SCÈNE V
Les Précédents, excepté le SHÉRIF et le GEÔLIER
FÉLIX, conduisant Béchard sur le devant de la scène—Je crois, mon cher Béchard, que nous avons grande chance de suivre bientôt le pauvre Cardinal et le pauvre Duquette, et de partir par la même route.
BÉCHARD—Le fait est que je suis loin d'être rassuré. Le gouvernement se venge, et puisqu'il y est décidé, il fera sa vengeance la plus complète possible. Je ne sais vraiment quel démon inspire ceux qui conduisent les affaires du pays.
FÉLIX—Vous avez toujours plus de chance de vous en tirer que moi; vous n'avez pas assermenté trois mille hommes, et surtout vous n'avez pas chanté vos affaires à tout le monde.
BÉCHARD—C'est vrai; mais on peut avoir de moindres chances que toi, et en avoir encore d'assez belles.
FÉLIX—Vous croyez donc que c'est une affaire faite pour moi?
BÉCHARD—Pour te dire la vérité, mon cher, nous sommes des hommes et nous pouvons la supporter, je suis même surpris qu'on n'ait pas commencé par toi.
FÉLIX—Diable! vous n'êtes pas consolant.
BÉCHARD—Que veux-tu? Nous aurions tort de nous faire illusion; il vaut mieux se tenir prêt à tout.
FÉLIX—C'est vrai, et après ce qui vient d'arriver, je ne puis m'empêcher de me dire que c'en est fait de moi. Cela fait penser . . . Tenez, il y aurait pourtant un moyen . . .
BÉCHARD—Un moyen de quoi faire?
FÉLIX—Un moyen de sauver ma tête.
BÉCHARD—Hum! . . . j'en doute fort.
FÉLIX—Dites-moi, Béchard, vous êtes plus âgé que moi; avez-vous jamais entendu dire qu'un fou ait été pendu?
BÉCHARD—Non! mais nous ne sommes pas des fous, je suppose.
FÉLIX—Non, sans doute, mais on peut faire semblant d'être fou.
BÉCHARD—Bon, perds-tu la tête? faire semblant d'être fou, mon cher; je t'assure que c'est plus difficile que tu penses. Une demi-heure, passe encore; mais des semaines; mais des mois peut-être . . . C'est une chose impossible, vois-tu; il n'y a pas un homme qui puisse soutenir un pareil rôle. Comment s'empêcher de rire seulement? car c'est précisément là la caractéristique de la folie, et le plus difficile. Si tu manques seulement une fois au sérieux de ta figure, tu es perdu. Ah! tu peux y renoncer, va, ton idée même est une folie.

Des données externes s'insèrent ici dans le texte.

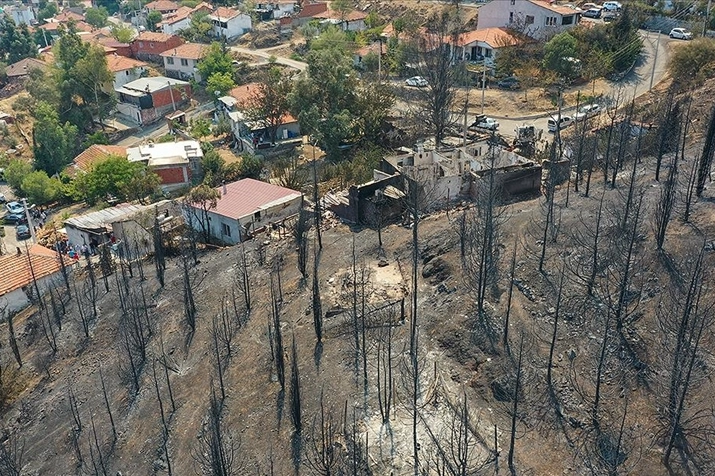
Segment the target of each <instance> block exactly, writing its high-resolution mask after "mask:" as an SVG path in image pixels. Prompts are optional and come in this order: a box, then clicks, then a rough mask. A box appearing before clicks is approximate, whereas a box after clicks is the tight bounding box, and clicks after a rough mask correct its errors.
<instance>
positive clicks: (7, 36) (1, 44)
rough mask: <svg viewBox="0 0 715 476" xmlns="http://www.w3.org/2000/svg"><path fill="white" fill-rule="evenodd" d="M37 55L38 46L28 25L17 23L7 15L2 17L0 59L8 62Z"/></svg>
mask: <svg viewBox="0 0 715 476" xmlns="http://www.w3.org/2000/svg"><path fill="white" fill-rule="evenodd" d="M36 55H37V47H36V46H35V42H34V40H33V38H32V35H31V34H30V30H29V29H28V28H27V25H25V24H22V25H20V26H17V25H15V22H14V21H13V20H12V18H10V17H9V16H7V15H2V16H1V17H0V61H6V62H7V63H8V64H12V63H15V62H17V61H20V60H21V59H24V58H31V57H35V56H36Z"/></svg>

FÉLIX—Écoutez-moi, Béchard, vous êtes le seul homme au monde à qui j'oserais faire une pareille confidence; je vais vous dire ce qui m'a mis ce projet en tête. Pendant la nuit qui précéda mon arrestation, je rêvais que j'étais pris et qu'on faisait mon procès. On allait me condamner à mort, quand un juge, plus humain que les autres, s'avisa de dire que j'étais fou, et qu'il fallait me mettre en liberté. Depuis ce temps-là, cette idée ne m'est pas sortie de la tête; et, mon cher, je ferai le fou, je ferai toutes les extravagances imaginables et je ne rirai pas! Pour tenir mon sérieux, j'en suis sûr. Voyons, Béchard, tel que vous me voyez là, je suis, en bon canayen, ce qu'on appelle flambé. Si l'on découvre ma fraude, je ne serai pas pendu deux fois pour cela. Ainsi je risque. Il y a longtemps que j'y pense, et je crois qu'un bon moyen de sauver sa vie vaut la peine d'être essayé.
BÉCHARD—Je ne veux certes pas t'en empêcher, mais je n'ai pas confiance dans ton idée. Tant mieux si tu y réussis, car tu sauves ta tête; mais pour croire que tu seras si longtemps sans rire, jamais. Dans tous les cas, quand tu sentiras l'envie de rire s'emparer de toi, pense à la corde; cela pourra peut-être en effet te rendre sérieux.
FÉLIX—C'est cela; eh bien, avant qu'il soit longtemps, je serai fou, et tout de bon, vous pouvez en être sûr. Ah! par exemple, prenez garde, ne me trahissez pas. Il faut que vous ayez l'air de me croire bien fou au moins.
BÉCHARD—Ah! pour cela, sois tranquille. Une fois la chose convenue, je t'aiderai de mon mieux; car franchement tu n'as pas d'autre moyen que celui-là.